Eppure, molto spesso, quella "taverna" da sogno è catastalmente una cantina o un locale di sgombero. Vediamo perché è fondamentale fare chiarezza prima di mettere mano al portafoglio.

Perché spesso non sono abitabili?

I costruttori, in fase di edificazione, devono attenersi a indici di cubatura e parametri rigidi. Spesso, per far rientrare il progetto nei limiti del piano regolatore, le taverne e i seminterrati vengono classificati come locali accessori o pertinenze.

  • Mancanza di requisiti igienico-sanitari: Molti di questi spazi non rispettano il rapporto aeroilluminante (il rapporto tra la superficie delle finestre e quella del pavimento) o non presentano le altezze minime previste dal regolamento edilizio per i locali residenziali.

  • Il problema dell'umidità e della salubrità: Le taverne sono spesso locali interrati o seminterrati. Anche se ben rifinite esteticamente, possono soffrire di problemi di umidità di risalita o condensa, che le rendono inadatte a ospitare una camera da letto o una zona giorno prolungata per motivi di salute.

I rischi per l'acquirente

Acquistare una taverna spacciata per abitabile comporta rischi concreti:

  1. Problemi con il mutuo: La banca, tramite la perizia del tecnico, valuterà l'immobile basandosi sullo stato legittimo catastale. Se la taverna è abusiva o non abitabile, la banca potrebbe rifiutare il finanziamento o erogarlo solo sulla parte residenziale, svalutando l'investimento.

  2. Conformità urbanistica: In caso di un futuro controllo o di una rivendita, potreste trovarvi a dover ripristinare lo stato dei luoghi a vostre spese (demolendo cucina o bagno non autorizzati) perché configurano un abuso edilizio.

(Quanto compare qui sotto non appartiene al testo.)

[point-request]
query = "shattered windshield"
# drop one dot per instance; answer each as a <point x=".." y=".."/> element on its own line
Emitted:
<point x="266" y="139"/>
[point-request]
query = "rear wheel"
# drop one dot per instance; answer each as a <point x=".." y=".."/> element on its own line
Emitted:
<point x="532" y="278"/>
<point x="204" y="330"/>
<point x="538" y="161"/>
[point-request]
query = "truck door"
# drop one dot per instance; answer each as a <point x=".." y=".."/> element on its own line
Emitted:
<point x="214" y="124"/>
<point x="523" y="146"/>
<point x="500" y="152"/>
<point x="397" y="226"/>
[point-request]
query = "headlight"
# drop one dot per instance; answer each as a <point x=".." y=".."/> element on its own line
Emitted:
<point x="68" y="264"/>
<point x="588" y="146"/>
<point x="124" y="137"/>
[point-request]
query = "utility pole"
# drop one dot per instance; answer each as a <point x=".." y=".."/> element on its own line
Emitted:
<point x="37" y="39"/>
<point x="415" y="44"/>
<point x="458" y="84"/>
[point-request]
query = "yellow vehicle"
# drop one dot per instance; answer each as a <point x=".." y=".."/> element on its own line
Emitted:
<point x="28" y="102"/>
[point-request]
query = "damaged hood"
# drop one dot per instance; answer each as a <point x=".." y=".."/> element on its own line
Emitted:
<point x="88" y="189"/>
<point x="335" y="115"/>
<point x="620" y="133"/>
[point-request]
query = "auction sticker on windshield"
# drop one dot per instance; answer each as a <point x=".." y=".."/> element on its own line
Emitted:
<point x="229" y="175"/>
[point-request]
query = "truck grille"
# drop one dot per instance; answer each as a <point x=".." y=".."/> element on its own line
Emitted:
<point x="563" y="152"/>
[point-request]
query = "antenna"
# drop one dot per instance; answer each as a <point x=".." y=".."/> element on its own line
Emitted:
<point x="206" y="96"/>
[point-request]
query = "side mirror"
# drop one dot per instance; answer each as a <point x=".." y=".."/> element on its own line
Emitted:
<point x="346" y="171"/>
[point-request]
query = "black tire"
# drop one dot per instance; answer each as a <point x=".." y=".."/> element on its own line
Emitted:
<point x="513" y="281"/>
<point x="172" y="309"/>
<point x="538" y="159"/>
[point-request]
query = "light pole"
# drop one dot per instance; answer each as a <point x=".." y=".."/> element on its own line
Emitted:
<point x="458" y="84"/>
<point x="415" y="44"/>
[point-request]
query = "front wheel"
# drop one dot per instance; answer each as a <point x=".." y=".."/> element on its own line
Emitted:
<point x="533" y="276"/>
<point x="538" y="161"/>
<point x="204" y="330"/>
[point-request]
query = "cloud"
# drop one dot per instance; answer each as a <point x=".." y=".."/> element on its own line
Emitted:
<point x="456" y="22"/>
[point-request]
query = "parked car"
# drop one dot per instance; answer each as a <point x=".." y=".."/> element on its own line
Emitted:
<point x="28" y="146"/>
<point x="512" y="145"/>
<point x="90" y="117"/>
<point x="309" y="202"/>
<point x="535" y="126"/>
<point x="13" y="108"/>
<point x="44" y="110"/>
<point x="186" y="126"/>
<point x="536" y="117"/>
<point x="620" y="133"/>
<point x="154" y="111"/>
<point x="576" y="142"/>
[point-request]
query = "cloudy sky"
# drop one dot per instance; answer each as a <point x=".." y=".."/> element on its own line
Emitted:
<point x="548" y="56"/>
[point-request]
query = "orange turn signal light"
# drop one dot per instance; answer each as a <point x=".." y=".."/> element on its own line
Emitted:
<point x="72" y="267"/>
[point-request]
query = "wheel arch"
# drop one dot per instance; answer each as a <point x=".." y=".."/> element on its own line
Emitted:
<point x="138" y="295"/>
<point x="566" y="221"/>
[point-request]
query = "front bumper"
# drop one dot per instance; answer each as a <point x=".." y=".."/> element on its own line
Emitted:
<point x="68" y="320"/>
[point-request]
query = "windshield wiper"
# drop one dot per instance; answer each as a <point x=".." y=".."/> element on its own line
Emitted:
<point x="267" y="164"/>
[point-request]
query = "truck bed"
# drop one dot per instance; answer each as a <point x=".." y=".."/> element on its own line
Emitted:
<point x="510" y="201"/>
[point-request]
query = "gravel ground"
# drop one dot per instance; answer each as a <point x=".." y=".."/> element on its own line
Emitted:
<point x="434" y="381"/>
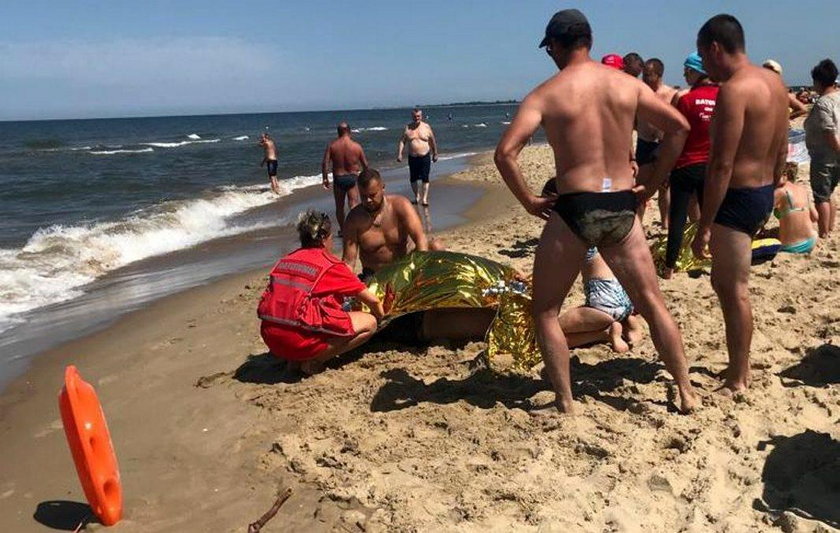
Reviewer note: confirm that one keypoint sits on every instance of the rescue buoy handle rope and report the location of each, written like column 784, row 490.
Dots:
column 255, row 527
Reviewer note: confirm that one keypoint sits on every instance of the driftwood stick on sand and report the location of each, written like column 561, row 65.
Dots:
column 258, row 525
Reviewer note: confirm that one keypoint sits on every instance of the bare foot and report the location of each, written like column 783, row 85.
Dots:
column 618, row 344
column 632, row 331
column 310, row 368
column 562, row 407
column 689, row 401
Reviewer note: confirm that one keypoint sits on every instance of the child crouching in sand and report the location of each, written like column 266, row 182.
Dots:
column 607, row 315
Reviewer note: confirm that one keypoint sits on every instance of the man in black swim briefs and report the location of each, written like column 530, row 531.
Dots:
column 749, row 147
column 347, row 158
column 270, row 160
column 587, row 111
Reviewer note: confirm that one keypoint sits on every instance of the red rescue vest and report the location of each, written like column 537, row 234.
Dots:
column 288, row 298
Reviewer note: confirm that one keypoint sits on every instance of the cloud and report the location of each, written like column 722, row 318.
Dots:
column 132, row 74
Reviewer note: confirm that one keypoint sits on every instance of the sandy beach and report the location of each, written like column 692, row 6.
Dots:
column 395, row 439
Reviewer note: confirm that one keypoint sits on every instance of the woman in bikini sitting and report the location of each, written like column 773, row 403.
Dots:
column 797, row 217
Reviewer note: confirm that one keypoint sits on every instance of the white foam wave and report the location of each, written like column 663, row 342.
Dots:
column 58, row 261
column 372, row 128
column 112, row 152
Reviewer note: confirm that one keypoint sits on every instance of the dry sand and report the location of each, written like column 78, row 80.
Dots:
column 397, row 439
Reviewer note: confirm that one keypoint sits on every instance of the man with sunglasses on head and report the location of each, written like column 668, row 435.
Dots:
column 587, row 112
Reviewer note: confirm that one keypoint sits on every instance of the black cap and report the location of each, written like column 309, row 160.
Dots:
column 566, row 22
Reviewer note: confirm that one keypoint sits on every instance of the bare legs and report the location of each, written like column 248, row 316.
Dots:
column 731, row 255
column 556, row 265
column 632, row 265
column 364, row 324
column 352, row 196
column 826, row 213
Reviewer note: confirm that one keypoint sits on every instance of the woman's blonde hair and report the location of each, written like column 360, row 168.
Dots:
column 313, row 228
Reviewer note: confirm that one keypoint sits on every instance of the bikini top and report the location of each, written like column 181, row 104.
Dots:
column 785, row 211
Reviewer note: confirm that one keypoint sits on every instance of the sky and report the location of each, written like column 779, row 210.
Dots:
column 86, row 59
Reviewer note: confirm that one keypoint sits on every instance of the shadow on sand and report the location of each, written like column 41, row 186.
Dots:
column 819, row 367
column 521, row 248
column 64, row 515
column 802, row 475
column 484, row 388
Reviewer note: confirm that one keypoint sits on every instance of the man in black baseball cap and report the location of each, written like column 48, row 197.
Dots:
column 587, row 111
column 566, row 25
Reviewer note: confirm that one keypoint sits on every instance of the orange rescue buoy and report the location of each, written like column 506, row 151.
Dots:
column 90, row 443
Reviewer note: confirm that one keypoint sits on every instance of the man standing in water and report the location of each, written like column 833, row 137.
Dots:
column 587, row 112
column 422, row 151
column 748, row 151
column 348, row 158
column 649, row 136
column 270, row 159
column 633, row 64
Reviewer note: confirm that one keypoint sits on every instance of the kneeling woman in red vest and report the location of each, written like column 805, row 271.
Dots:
column 301, row 309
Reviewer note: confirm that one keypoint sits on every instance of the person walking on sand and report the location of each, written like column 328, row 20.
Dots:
column 649, row 137
column 422, row 152
column 748, row 150
column 689, row 174
column 347, row 158
column 587, row 111
column 270, row 160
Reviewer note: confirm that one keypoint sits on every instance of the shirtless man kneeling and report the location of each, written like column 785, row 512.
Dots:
column 378, row 231
column 347, row 158
column 587, row 112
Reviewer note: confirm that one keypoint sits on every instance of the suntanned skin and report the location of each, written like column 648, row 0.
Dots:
column 421, row 140
column 347, row 157
column 587, row 111
column 649, row 132
column 748, row 149
column 270, row 154
column 378, row 229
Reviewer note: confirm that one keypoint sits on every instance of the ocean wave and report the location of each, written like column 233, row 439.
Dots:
column 112, row 152
column 373, row 128
column 56, row 262
column 180, row 143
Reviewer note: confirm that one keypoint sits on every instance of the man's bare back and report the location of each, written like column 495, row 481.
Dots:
column 346, row 156
column 647, row 131
column 759, row 96
column 418, row 136
column 587, row 112
column 379, row 228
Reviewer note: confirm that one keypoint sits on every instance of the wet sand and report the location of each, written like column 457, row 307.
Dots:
column 398, row 439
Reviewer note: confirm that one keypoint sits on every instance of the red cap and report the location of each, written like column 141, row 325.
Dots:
column 614, row 61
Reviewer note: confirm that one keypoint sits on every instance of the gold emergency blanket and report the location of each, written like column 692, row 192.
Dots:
column 685, row 260
column 424, row 281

  3. Assicurazione e rivendibilità: Una casa con un locale "abusivo" è molto più difficile da rivendere e non è coperta correttamente dalle assicurazioni in caso di danni.

Il consiglio di Domus Sicilia Immobiliare

La taverna può essere uno spazio splendido per il tempo libero, ma deve essere venduta e comprata per quello che è.

  • Controllate sempre la planimetria catastale: Se nella planimetria non compaiono bagno e cucina nella taverna, significa che non sono stati autorizzati.

  • Diffidate dalle promesse verbali: Non basta un bel pavimento per rendere una cantina un salotto. Chiedete sempre il certificato di agibilità e verificate i titoli edilizi.

  • La trasparenza conviene: Per chi vende, dichiarare correttamente la natura dell'immobile evita trattative che saltano all'ultimo minuto davanti al notaio e protegge da future richieste di risarcimento.